Rank-Embed-0.6B
Rank-Embed-0.6B is a specialized bi-encoder model designed for semantic search and dense retrieval. Instead of relying only on keyword overlap, it maps queries and documents into a shared vector space so they can be compared based on meaning, context, and intent.
Built on top of Qwen/Qwen2.5-0.5B-Instruct, the model is optimized for retrieval-first workloads such as semantic search, ranking, retrieval-augmented generation, clustering, and duplicate detection. It is compact enough for efficient deployment while retaining the language understanding needed for more complex search tasks.
Model Summary
| Property | Value |
|---|---|
| Architecture | Bi-encoder / two-tower embedding model |
| Base model | Qwen/Qwen2.5-0.5B-Instruct |
| Parameters | ~0.6B |
| Backbone hidden size | 896 |
| Embedding dimension | 768 |
| Pooling | Mean pooling |
| Projection head | nn.Linear(896, 768) |
| Similarity | Cosine similarity over L2-normalized vectors |
| Framework | PyTorch / Transformers |
| License | Apache 2.0 |
Key Capabilities
- Dense embedding generation for queries, passages, and documents
- Semantic search based on meaning rather than exact keyword matching
- Efficient cosine-similarity retrieval with normalized embeddings
- Strong support for complex and intent-heavy search queries
- Practical deployment footprint for production retrieval systems
What This Model Is
Rank-Embed-0.6B is designed to transform text into dense numerical vectors, or embeddings, that capture semantic meaning.
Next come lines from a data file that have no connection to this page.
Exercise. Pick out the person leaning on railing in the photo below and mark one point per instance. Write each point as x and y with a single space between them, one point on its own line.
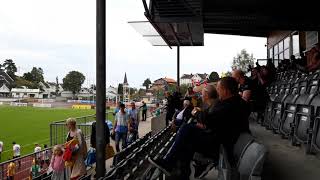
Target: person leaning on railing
77 145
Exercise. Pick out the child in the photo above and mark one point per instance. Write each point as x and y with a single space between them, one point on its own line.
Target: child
57 163
11 170
35 170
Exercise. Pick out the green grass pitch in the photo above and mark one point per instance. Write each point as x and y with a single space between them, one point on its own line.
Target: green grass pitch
28 125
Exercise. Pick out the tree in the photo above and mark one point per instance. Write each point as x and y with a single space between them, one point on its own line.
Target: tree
184 89
242 61
35 75
146 83
73 81
226 74
120 89
10 68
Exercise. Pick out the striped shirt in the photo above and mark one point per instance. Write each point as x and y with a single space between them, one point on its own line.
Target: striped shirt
122 122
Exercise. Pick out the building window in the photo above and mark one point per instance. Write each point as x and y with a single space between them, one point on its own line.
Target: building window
271 52
295 44
311 39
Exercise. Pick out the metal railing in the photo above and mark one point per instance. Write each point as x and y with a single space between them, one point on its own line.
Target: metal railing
24 164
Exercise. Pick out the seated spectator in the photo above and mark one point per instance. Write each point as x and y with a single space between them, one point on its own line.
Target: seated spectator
184 115
221 124
245 84
121 128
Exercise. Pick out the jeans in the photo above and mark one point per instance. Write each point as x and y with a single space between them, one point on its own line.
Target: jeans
191 139
120 136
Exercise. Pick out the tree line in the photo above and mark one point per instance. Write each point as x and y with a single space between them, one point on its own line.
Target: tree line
71 82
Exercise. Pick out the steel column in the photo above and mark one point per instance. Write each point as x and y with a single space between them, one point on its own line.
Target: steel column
178 66
101 87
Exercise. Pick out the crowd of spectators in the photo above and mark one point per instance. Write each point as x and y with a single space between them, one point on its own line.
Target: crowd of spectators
211 115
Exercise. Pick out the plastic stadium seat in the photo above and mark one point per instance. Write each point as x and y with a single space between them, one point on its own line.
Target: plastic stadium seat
287 120
241 145
251 163
276 118
312 91
303 125
315 143
291 97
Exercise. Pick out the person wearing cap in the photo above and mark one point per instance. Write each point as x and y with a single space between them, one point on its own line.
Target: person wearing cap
16 151
37 150
220 124
245 84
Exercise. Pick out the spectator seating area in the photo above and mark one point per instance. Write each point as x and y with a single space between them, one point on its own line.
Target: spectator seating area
132 162
247 160
294 109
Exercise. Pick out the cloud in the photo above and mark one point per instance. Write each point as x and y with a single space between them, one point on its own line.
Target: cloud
59 36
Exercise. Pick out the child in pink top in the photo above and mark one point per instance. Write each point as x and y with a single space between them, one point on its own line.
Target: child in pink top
57 164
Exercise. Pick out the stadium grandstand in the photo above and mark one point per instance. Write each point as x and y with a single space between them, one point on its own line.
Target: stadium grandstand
284 138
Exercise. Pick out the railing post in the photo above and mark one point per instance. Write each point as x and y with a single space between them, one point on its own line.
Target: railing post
101 86
50 134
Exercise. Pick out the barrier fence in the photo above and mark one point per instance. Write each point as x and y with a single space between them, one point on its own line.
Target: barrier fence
58 133
23 164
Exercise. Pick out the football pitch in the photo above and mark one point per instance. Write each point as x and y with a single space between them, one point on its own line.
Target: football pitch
29 125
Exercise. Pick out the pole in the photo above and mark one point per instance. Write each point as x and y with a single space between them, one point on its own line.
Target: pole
178 66
101 87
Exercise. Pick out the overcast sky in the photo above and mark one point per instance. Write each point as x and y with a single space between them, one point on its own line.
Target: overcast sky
59 36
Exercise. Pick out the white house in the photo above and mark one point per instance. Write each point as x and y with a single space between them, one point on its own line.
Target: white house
196 78
186 79
191 79
112 94
26 93
5 82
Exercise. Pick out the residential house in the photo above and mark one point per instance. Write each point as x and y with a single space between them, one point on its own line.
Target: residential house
5 83
197 78
186 79
162 83
26 93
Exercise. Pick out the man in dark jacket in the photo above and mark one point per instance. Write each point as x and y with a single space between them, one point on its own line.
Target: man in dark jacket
222 124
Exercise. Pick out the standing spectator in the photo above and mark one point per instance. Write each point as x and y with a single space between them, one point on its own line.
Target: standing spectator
117 109
11 170
184 115
144 111
133 123
16 152
79 149
35 169
45 156
157 111
170 107
57 164
1 148
121 128
245 85
37 150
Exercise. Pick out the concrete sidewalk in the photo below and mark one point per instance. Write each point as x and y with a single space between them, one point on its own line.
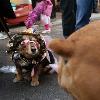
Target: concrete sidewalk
93 17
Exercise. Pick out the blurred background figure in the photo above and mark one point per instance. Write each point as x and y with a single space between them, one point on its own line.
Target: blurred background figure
95 6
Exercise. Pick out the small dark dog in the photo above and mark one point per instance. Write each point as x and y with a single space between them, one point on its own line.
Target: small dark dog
29 54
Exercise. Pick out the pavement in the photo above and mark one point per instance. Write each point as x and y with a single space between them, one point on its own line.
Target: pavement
48 88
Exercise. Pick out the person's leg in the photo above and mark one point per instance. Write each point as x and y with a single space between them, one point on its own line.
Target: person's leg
68 16
45 20
95 4
83 12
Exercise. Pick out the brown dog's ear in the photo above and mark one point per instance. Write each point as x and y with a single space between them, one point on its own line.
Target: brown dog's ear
61 47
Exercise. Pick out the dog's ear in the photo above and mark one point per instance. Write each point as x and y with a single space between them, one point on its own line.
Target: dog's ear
61 47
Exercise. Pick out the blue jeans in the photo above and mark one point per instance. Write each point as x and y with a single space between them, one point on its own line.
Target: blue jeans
83 12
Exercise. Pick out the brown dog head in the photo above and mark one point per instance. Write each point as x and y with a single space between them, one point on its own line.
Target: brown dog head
79 64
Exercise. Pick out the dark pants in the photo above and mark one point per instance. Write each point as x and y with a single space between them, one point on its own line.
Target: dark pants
68 8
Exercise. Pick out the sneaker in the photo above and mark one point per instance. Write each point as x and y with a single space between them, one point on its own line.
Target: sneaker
3 36
46 31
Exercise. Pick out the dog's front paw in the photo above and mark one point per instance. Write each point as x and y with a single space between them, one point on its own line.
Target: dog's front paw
36 83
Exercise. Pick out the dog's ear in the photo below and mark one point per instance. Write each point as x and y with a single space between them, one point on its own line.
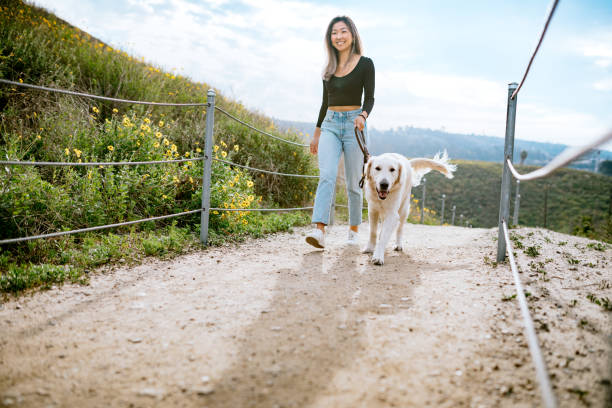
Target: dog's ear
398 180
400 168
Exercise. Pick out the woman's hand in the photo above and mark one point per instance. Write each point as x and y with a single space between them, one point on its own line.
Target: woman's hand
314 143
360 121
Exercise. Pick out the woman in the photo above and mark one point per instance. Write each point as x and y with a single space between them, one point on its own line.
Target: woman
346 77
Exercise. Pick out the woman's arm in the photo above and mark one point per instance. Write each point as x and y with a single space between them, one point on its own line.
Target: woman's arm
314 143
368 94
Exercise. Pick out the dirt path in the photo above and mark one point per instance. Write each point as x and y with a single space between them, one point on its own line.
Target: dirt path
275 323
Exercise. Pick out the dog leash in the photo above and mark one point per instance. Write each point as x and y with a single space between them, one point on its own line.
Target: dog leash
366 155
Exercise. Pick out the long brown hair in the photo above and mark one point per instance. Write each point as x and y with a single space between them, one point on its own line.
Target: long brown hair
332 53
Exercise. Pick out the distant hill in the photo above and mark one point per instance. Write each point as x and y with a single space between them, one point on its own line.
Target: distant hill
411 141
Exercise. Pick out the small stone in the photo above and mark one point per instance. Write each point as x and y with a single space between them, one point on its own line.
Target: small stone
157 393
204 389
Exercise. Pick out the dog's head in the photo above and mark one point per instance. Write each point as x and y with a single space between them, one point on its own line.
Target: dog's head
383 173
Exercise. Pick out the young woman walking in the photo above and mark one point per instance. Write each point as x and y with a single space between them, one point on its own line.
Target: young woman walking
347 76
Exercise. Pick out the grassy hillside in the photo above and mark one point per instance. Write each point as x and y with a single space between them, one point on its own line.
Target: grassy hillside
38 48
578 202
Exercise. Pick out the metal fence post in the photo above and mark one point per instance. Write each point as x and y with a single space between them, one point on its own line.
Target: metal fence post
210 123
504 201
517 201
423 201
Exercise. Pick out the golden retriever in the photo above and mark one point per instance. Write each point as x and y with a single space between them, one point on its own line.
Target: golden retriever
389 180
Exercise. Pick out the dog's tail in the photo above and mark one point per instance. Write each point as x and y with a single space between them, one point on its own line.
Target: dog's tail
422 166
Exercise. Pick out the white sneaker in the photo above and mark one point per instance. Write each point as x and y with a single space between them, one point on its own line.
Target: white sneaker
352 238
316 238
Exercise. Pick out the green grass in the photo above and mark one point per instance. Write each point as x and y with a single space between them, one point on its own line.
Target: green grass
578 202
38 48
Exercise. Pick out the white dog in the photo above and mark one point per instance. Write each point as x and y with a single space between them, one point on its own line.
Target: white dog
389 180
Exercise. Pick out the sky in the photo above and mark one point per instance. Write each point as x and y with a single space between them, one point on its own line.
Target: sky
439 64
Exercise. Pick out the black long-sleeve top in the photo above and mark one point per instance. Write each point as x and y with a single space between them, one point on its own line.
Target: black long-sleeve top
347 90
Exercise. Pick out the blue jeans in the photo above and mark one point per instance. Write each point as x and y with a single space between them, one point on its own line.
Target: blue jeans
337 136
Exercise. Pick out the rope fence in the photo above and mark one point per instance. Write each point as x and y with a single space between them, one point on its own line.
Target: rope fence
206 158
94 164
504 245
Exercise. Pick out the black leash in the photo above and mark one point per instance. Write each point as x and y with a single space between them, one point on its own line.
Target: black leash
366 155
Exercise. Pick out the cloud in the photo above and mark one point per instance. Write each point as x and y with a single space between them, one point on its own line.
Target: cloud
596 46
603 85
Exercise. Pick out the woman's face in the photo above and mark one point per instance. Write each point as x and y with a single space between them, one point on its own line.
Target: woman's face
341 36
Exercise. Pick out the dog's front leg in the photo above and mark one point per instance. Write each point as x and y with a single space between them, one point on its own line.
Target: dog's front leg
388 226
373 218
404 211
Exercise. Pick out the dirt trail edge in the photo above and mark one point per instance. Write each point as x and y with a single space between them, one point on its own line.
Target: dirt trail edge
275 323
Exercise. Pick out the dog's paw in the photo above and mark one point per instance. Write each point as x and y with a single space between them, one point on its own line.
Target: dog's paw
368 249
378 260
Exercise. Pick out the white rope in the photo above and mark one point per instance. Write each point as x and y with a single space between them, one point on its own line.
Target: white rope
265 171
552 8
58 234
257 130
104 98
532 340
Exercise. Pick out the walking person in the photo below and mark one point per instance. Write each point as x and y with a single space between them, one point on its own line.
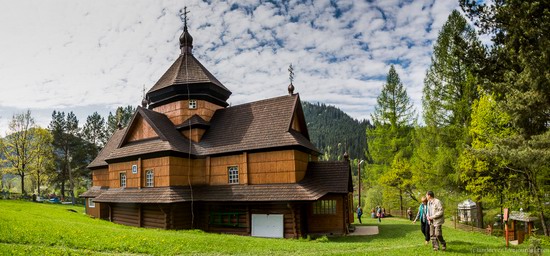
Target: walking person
359 213
409 213
422 216
436 220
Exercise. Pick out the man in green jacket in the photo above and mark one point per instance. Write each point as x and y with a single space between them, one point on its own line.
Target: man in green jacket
436 220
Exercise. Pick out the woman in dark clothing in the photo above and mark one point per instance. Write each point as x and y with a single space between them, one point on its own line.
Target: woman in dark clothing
424 225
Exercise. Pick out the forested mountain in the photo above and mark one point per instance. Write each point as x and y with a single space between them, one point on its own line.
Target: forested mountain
333 131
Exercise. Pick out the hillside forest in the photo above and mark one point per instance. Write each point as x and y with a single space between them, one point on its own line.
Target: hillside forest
482 134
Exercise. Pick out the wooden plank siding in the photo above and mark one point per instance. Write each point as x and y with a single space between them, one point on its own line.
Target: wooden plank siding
285 166
292 217
333 224
140 130
126 214
100 177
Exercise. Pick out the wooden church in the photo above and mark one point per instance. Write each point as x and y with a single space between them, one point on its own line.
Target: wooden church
187 160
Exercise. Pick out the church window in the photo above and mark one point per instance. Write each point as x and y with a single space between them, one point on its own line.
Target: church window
122 179
192 104
324 207
233 172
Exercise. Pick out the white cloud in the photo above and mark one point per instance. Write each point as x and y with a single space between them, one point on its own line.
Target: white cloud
65 55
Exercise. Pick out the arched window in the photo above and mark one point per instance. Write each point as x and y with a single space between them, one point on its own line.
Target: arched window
149 179
122 179
192 104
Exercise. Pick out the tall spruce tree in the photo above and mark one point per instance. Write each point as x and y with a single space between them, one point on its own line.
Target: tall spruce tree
450 89
95 131
65 131
517 72
121 117
19 148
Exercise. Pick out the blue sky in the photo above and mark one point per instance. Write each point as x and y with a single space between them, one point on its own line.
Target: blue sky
87 56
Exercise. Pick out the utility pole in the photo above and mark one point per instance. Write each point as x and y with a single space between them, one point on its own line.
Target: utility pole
359 179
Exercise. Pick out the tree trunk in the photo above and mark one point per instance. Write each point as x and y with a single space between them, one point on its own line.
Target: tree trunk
71 182
479 214
22 175
401 201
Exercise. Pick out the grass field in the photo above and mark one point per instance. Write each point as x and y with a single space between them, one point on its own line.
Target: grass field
45 229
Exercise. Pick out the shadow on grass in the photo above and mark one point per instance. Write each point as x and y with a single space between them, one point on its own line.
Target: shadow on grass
386 231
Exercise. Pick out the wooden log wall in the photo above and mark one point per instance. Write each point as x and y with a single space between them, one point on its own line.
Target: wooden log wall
179 171
179 111
194 134
285 166
126 214
100 177
219 169
152 216
328 223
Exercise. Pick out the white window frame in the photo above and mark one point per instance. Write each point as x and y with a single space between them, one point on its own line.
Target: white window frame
192 104
233 174
122 176
325 207
149 178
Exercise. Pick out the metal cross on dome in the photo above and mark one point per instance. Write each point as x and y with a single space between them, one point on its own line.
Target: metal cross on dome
185 12
291 73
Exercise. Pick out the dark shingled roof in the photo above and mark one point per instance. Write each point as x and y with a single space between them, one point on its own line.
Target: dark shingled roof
195 73
321 178
254 126
194 121
94 191
111 145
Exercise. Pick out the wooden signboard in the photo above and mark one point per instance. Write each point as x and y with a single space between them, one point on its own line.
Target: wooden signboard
505 217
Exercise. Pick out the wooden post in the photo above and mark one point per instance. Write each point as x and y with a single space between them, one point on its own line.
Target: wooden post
293 219
140 222
110 213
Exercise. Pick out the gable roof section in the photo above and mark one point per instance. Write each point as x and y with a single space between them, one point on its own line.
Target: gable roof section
299 114
256 125
195 73
321 179
195 122
169 139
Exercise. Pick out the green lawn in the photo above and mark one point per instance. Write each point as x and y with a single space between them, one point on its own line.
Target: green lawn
45 229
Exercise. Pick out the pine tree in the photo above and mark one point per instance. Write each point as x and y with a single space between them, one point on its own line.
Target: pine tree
389 140
449 92
121 117
19 148
94 131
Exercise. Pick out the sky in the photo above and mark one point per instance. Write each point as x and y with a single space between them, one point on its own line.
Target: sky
85 56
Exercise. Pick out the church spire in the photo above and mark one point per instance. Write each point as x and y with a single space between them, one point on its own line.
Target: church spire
291 78
186 40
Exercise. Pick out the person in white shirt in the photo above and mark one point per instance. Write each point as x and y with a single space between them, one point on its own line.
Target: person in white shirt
436 219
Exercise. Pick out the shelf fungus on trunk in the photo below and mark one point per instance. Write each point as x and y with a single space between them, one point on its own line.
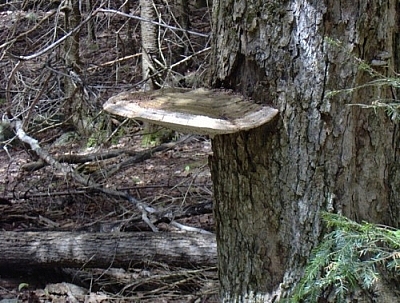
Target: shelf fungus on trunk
199 111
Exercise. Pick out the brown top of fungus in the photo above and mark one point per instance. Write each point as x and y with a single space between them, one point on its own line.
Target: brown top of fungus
200 111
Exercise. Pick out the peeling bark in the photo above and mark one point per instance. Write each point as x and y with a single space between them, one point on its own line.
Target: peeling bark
271 183
64 249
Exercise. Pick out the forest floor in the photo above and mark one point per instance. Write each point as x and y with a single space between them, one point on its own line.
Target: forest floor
47 199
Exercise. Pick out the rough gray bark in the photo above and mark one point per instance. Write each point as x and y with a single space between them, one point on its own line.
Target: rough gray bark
64 249
271 183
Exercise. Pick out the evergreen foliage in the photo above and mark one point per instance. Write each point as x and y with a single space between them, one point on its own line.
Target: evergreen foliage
349 258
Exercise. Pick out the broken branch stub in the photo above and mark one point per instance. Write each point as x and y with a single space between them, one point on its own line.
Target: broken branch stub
200 111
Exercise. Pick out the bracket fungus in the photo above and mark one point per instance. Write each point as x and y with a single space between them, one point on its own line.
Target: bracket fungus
199 111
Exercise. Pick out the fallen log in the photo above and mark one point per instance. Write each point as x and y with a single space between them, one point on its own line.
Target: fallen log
103 250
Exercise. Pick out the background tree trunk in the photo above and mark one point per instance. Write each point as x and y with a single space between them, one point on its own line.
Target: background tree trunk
149 41
271 183
64 249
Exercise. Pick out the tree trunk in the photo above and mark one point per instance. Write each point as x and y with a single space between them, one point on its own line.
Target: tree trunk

In a traditional keyword-based system, retrieval depends on exact lexical overlap. In contrast, this model enables systems to compare text based on intent, topic, and contextual similarity.
As a compact retrieval model built on Qwen2.5-0.5B-Instruct, it provides an efficient balance between inference speed and semantic quality. This makes it a strong fit for production search systems that need to serve high-quality results without requiring unnecessarily large infrastructure.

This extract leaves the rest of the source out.